Pero respondió saliéndose por la tangente.
- Yo he leído algo sobre esto. Mejor dicho me lo ha leído Marina. En el Japón -por primera vez, hablando en español, se cortó Guianeya en esta palabra- no había nada escrito en el idioma que yo sé.
Guianeya se levantó.
- Gracias, Guianeya -dijo Murátov-. Gracias en nombre de todos. Estoy muy contento de que usted haya cambiado su actitud para con nosotros.
- Esto podía haber tenido lugar antes. Usted tiene la culpa, Víktor. No había por qué menospreciarme.
Murátov no encontró palabras para responder a esta manifestación.
- Pienso que habrá un traje para mí. Los dos tenemos casi la misma talla.
- Claro que habrá. Usted ha visto en Hermes nuestros trajes «cósmicos». ¿Son parecidos a los suyos? -Murátov no pudo contenerse a la tentación de probar una vez más la suerte.
Esta vez consiguió su objetivo.
- No del todo -contestó Guianeya-. Pero en general son parecidos.
- Pensábamos que su vestido de color oro era un traje para los vuelos.
- Es una suposición absurda -respondió bruscamente Guianeya-. ¿Acaso puede uno volar vestido de esta forma?
- ¿Por qué se presentó usted ante nosotros precisamente de esta forma?
Esperando la respuesta retuvo la respiración.
¿Se descifraría o no uno de los enigmas…?
Una profunda desilusión se apoderó de él cuando Guianeya en vez de la respuesta dijo:
- ¡Hasta mañana! No es necesario que me acompañe. Sé que ustedes tienen esta rara costumbre. Me he alojado cerca de aquí.
- ¿Dónde se ha alojado?
- Me lo indicaron inmediatamente en cuanto llegué. No sé cómo se llama la calle pero la casa está al lado de la suya. -Le miró con los ojos clavados en él-. Usted ha dicho que está contento porque he cambiado mi actitud para con ustedes. Esto no es cierto. Es la misma que antes. Pero he comprendido muchas cosas. Y no voy a explicar cuáles son. Esto usted no lo comprenderá.
Estas palabras le recordaron a Murátov a la antigua Guianeya, «orgullosa y altiva», tal como les pareció a todos en Hermes.
- ¡Haga la prueba! -dijo sonriendo Murátov-. Es posible que pueda comprenderla.

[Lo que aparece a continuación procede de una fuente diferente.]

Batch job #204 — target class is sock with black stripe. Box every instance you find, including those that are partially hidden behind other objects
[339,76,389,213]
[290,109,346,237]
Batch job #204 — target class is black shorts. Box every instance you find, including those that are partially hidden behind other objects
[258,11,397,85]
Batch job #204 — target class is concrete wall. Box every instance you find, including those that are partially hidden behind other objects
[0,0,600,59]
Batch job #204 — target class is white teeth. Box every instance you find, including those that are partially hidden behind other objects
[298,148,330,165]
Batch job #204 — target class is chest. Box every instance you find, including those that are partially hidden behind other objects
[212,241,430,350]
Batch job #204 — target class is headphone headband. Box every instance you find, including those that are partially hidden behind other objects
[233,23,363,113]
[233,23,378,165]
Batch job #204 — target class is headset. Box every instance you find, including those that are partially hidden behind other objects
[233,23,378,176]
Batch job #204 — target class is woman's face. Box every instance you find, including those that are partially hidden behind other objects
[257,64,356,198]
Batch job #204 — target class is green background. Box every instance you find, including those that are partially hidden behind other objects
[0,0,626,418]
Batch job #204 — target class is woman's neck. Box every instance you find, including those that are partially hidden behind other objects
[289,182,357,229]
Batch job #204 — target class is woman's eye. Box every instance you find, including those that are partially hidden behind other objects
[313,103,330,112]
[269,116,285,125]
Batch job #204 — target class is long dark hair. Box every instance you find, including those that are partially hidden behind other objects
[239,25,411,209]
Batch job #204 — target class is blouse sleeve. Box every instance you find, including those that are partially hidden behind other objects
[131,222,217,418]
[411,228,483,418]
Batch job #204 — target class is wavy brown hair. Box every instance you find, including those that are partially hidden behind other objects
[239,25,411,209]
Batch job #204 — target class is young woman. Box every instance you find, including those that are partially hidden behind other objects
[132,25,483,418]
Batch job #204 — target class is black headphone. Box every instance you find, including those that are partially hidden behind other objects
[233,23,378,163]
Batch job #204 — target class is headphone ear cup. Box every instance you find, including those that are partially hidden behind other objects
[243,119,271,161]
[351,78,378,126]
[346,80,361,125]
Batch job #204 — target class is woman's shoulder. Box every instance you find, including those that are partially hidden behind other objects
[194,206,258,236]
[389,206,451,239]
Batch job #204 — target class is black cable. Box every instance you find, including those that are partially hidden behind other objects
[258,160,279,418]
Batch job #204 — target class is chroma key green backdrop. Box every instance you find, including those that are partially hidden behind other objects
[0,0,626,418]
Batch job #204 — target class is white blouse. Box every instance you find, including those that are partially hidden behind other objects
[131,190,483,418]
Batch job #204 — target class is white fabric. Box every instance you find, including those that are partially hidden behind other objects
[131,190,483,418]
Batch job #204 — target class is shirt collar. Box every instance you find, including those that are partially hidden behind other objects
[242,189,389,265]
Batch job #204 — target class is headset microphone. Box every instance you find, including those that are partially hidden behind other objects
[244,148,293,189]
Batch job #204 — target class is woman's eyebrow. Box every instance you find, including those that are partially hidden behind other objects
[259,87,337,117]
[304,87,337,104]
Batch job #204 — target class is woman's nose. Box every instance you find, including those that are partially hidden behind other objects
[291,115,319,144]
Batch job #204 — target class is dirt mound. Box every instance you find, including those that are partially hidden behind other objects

- ¿Usted? -dijo ella subrayando esta palabra-. Es posible. Quiero pensar que es así -añadió-. Debo pensar así. Pero quisiera que me comprendieran todos. ¡Adiós!
Quedándose de nuevo solo, Murátov estuvo largo rato sentado en el sillón profundamente pensativo. Intentó comprender lo que quería decir Guianeya en la última frase.
Lo comprendió no ahora, sino mucho más tarde.